Relationships grow on trust. Living without trust is like living on a shaky ground not knowing when the house will come down. At the same time, our imagination can get the best of us and make an elephant out of a little ant. Suspecting that your partner is up to something can be a challenging and trying experience.
That’s exactly what someone was struggling with today when he asked what to do. He suspected his girlfriend of several years cheated on him in the recent past. His evidence included that for a couple of months they had almost no sex during which she claimed to not be into it, and yet she got pregnant. His evidence included her Google searches of what interracial babies looked like (they are both white), and a few other suspicious topics. He decided to ask her straight up what’s up. She denied any wrongdoing and explained that she was looking things up for a friend. His suspicions remained. He wondered if he should press the issue further.
We live in a world where the cheating options have become countless. Anyone can access porn at any time even from their phones. Apps like Snapchat and Kik ease the swap of naked pictures and videos, one-on-one encounters virtually or in the flesh. We work crazy hours and often have no idea what our partner is doing while we are apart. Sex is sold online not just by professionals, but by college girls trying to make their tuition and rent looking for a sugar daddy, or by young hunks looking for an easy life with a sugar mama. Some just want the variety and excitement they get by opening a dick pic from a stranger or having his package evaluated by the person on the other side of the chat line. The internet satisfies every fetish and every secret imagination at a keystroke.
It used to be that an affair meant sleeping with your boss or neighbor’s wife on somewhat of an on-going basis until you get caught or you fess up. Now we talk about emotional affairs, “girlfriend experiences” online for a fee, snapchating nudes with someone you may have never met.
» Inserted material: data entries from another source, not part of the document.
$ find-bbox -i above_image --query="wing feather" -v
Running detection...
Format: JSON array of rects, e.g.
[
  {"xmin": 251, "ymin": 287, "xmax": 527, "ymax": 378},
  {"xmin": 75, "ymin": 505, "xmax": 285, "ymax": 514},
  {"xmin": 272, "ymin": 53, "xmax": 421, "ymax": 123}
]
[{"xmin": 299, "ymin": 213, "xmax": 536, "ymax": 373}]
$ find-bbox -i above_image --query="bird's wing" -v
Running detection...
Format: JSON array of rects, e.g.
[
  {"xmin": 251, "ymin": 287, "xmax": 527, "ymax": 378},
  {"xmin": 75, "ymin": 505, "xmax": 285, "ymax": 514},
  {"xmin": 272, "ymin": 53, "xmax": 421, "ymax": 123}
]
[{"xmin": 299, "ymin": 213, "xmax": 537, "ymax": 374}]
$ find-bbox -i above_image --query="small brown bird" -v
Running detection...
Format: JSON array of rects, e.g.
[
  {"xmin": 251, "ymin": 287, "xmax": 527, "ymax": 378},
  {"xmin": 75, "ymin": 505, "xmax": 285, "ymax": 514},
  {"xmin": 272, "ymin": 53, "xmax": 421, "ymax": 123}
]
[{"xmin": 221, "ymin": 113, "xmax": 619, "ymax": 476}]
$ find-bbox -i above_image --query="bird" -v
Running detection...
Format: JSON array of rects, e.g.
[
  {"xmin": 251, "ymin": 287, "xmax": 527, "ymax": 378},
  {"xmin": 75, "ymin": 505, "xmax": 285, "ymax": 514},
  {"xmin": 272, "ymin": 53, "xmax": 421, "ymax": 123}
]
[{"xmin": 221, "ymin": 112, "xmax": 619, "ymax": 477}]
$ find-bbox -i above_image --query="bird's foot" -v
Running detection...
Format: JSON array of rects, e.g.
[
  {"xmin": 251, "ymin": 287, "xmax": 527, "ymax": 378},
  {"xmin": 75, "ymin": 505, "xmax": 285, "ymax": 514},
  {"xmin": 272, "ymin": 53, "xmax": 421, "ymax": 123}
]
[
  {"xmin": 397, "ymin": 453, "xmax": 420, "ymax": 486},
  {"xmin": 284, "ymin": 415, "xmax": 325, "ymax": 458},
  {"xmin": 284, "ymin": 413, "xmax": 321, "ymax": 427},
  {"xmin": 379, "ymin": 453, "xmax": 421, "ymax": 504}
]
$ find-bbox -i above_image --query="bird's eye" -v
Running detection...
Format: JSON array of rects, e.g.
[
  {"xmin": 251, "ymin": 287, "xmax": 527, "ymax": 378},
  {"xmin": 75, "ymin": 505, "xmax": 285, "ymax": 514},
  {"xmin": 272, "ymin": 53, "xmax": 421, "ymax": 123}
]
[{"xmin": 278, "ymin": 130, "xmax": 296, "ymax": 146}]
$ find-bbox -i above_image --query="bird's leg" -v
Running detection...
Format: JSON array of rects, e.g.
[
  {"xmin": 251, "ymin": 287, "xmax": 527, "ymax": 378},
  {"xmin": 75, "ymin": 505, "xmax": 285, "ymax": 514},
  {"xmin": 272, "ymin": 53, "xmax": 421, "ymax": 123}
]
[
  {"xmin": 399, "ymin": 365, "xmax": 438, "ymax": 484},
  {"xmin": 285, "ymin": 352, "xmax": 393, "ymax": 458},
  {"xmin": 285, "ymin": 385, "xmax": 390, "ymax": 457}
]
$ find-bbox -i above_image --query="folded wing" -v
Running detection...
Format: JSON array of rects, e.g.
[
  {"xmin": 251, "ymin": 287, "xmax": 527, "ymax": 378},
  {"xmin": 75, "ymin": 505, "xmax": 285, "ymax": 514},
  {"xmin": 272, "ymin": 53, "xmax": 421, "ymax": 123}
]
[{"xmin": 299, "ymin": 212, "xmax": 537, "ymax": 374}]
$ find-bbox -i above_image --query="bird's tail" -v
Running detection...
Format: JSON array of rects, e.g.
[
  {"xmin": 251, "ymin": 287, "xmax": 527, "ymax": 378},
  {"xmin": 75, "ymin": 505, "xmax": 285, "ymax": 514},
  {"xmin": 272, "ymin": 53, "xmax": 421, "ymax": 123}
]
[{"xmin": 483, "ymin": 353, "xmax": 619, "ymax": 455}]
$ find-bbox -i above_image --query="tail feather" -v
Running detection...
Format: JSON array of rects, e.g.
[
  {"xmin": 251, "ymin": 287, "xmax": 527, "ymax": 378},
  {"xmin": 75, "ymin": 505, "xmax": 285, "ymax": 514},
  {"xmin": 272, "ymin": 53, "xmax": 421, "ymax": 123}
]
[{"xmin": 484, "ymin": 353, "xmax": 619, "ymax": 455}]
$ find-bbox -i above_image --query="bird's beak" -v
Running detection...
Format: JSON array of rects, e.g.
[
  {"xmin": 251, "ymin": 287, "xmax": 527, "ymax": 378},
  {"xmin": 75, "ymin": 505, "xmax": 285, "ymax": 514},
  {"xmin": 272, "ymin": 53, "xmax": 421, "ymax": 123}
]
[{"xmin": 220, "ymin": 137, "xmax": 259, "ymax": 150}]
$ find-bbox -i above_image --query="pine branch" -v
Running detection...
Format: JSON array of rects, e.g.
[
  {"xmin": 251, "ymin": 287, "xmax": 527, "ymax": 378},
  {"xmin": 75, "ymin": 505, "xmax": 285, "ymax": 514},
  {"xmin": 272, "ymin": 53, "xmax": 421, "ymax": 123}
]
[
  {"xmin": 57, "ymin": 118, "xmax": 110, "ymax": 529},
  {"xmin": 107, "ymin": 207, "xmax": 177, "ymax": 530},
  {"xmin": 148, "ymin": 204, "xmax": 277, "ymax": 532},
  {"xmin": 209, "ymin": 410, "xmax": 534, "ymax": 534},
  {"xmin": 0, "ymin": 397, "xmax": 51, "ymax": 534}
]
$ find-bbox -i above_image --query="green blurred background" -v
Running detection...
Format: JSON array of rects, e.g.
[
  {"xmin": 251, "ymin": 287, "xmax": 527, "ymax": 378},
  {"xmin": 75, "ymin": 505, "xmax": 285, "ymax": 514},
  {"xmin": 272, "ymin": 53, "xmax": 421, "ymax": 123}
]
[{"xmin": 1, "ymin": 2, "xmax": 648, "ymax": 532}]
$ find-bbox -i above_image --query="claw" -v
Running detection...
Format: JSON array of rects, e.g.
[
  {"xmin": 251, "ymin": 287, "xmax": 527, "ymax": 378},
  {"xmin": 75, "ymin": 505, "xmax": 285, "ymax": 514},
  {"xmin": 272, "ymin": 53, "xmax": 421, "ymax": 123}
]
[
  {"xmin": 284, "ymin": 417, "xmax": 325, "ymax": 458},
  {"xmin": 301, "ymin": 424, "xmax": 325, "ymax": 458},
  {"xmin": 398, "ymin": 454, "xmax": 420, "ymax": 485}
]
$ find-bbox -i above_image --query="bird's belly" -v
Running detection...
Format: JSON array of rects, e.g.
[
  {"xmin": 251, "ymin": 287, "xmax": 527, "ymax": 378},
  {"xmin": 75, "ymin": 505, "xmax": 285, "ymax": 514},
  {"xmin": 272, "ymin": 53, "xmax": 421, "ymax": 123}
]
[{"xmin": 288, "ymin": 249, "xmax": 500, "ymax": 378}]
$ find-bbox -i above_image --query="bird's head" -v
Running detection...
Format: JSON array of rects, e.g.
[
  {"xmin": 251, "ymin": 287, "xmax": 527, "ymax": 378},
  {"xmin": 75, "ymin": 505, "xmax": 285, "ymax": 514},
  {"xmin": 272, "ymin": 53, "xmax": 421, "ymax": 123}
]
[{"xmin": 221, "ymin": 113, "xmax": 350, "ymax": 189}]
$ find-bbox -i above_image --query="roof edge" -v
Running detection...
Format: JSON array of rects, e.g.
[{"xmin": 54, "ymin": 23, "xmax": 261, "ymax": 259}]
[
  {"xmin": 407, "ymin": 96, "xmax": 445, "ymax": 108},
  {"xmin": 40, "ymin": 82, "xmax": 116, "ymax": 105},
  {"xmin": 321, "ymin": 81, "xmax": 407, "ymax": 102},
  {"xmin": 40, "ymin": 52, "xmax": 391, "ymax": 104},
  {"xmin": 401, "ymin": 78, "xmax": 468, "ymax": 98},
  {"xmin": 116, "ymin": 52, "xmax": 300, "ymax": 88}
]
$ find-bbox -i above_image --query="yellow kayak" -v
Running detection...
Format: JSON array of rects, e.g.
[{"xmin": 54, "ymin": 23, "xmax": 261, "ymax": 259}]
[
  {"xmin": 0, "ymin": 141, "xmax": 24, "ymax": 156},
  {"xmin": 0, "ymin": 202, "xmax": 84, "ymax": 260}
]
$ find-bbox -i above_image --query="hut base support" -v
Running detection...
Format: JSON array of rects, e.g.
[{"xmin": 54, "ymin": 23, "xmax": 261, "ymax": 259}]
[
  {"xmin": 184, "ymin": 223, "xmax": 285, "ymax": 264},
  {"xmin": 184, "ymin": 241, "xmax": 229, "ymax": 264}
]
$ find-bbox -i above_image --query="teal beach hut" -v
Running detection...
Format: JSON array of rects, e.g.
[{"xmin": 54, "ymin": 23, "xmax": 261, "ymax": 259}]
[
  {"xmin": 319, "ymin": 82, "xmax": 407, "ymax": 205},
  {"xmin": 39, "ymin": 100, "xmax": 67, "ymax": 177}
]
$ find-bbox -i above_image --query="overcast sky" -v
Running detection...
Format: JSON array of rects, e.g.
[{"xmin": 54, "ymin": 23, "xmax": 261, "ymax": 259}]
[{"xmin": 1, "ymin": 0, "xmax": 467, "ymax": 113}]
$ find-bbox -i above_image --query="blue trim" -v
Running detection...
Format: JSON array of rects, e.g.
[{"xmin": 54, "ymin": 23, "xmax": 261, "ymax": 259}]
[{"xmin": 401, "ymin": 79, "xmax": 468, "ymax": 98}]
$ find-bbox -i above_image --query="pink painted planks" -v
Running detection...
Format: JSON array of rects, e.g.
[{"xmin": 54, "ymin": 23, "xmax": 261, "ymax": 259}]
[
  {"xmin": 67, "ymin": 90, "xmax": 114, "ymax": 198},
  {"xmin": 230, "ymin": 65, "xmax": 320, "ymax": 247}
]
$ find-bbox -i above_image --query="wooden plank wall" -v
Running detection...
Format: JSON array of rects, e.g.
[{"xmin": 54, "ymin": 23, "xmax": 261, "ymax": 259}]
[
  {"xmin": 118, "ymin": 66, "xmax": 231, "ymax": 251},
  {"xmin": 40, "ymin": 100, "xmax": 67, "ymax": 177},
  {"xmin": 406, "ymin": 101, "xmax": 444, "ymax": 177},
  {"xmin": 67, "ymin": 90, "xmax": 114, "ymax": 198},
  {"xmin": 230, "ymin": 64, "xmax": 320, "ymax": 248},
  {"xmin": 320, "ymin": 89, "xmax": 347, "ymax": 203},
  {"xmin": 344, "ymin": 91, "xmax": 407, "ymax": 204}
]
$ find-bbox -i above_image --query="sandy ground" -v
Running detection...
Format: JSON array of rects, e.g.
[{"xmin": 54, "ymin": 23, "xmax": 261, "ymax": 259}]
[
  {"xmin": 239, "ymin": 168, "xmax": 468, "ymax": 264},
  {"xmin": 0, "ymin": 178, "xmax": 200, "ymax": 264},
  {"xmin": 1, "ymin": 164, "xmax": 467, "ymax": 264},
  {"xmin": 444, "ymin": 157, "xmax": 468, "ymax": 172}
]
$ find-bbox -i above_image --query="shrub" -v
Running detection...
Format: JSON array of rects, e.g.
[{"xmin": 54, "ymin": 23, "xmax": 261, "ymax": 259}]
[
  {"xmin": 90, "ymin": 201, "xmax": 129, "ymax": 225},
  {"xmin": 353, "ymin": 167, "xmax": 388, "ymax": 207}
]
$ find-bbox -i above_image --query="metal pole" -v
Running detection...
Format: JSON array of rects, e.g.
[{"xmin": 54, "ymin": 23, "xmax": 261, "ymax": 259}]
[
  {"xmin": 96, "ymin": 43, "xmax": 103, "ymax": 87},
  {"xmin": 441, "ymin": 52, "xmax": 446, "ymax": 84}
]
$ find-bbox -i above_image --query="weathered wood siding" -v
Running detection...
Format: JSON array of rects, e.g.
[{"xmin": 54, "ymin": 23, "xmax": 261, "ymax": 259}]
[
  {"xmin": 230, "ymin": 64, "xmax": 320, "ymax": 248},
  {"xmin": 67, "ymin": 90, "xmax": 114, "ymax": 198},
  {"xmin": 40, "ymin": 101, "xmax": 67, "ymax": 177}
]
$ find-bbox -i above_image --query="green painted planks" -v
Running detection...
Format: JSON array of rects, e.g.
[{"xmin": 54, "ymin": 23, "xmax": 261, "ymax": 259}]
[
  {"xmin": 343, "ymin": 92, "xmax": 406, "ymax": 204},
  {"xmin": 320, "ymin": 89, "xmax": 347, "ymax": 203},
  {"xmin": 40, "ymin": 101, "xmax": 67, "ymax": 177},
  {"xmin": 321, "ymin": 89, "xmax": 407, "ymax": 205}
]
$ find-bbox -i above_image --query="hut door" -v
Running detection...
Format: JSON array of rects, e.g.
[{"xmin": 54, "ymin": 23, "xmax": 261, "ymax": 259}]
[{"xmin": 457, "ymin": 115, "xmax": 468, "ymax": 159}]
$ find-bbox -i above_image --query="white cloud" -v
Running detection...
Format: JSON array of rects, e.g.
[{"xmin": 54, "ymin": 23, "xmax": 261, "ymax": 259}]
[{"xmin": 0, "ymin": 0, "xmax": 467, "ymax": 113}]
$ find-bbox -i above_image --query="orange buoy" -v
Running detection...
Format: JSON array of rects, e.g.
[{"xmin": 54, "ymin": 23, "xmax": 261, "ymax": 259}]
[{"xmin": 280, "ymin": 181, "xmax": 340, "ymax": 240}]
Are these actual transgressions if you happen to be in a committed relationship? What about sexting?
The answer depends on who you are asking. Each couple must have the conversation of what is OK. I’ve met couples with rules such as she can only play with other girls, or texting sexy pictures with another is fine as long as you don’t ever meet, or no messing around with the locals but when traveling without your partner bagging a stranger far away is totally OK. Whatever a couple decides must be honored by each partner. Everything outside of these parameters constitutes cheating and a betrayal of trust.
When there’s a betrayal of trust, there is pain, confusion, and usually drama. It’s bad enough on its own but when you add your vivid imagination to what you don’t know, you drive yourself crazy. Which is why the best strategy for handling a situation where you suspect something funny going on is to have a conversation with your partner about your feelings and see what happens. This conversation should not be an accusation and a confrontation unless you have solid proof. You should also consider what is at stake – family, kids, house, the dog and decide based on the strength of your proof if it is even worth discussing the situation. Your jealousy does not constitute proof.
In the case above, the person had a conversation, the girlfriend denied any suspicions, and at this point, he needs to decide if he wants to be happy or if he wants to be right. It looks like whatever there was or there wasn’t was in the past. It’s not unusual for people to do something stupid and regret it. If they don’t get caught, they may or may not want to admit it. They will have to live with it, not you, especially if you don’t know about it. They may be super nice to you because of feeling guilty about it or take extra good care to never end up in that situation again. All of it benefits you and your relationship.
They may decide to fess up and unburden themselves to you, which burdens you with having to decide if you can live with the new information and your partner after that. Contrary to what most people think, most affairs do not end marriages. It might be hard work ahead, but those that chose to stay together do often get stronger as a couple, perhaps redefining the rules of engagement too.
So, in the absence of solid proof, you may consider happily not knowing what you don’t know. Instead of spending your time trying to unravel a mystery, which may be just in your head, spend the time paying attention to your partner, be good to them, make time for fun and adventure, play more together, work less apart, and nurture the relationship. Most people are not serial cheaters. They do something once and learn their lesson fast. If your partner is, their game will be up eventually, but you don’t have a problem until you have a problem. No need to make stocking your partner a full-time job just to be sure they are not doing something you do not agree with. Consider instead talking about your sex life as a couple and if there are things your partner wants to try or is curious about and see if you, as a couple, can get there. If you attend to your partner’s needs, communicate, and stay on the same page, you diminish the chance and the need for them to go looking for things in other places. If you pay good attention to your partner, sooner or later, you will know if they are stepping outside the designated boundaries. You will have your proof, or you’ll realize your partner is just as wonderful as they always have been.
If you can’t get over your jealousy, you may lose your partner. No one likes a nagging drama queen, even a male one. Don’t force your partner to go cry on someone’s shoulder about you being a nagging drama queen, because whoever’s shoulder he or she cries on can easily take advantage of the situation and help your partner feel heard, cared for, understood, and loved….all of which is your job to do. Whoever is doing your job can easily become the new favorite.
So, step back. Take a deep breath. Decide wisely.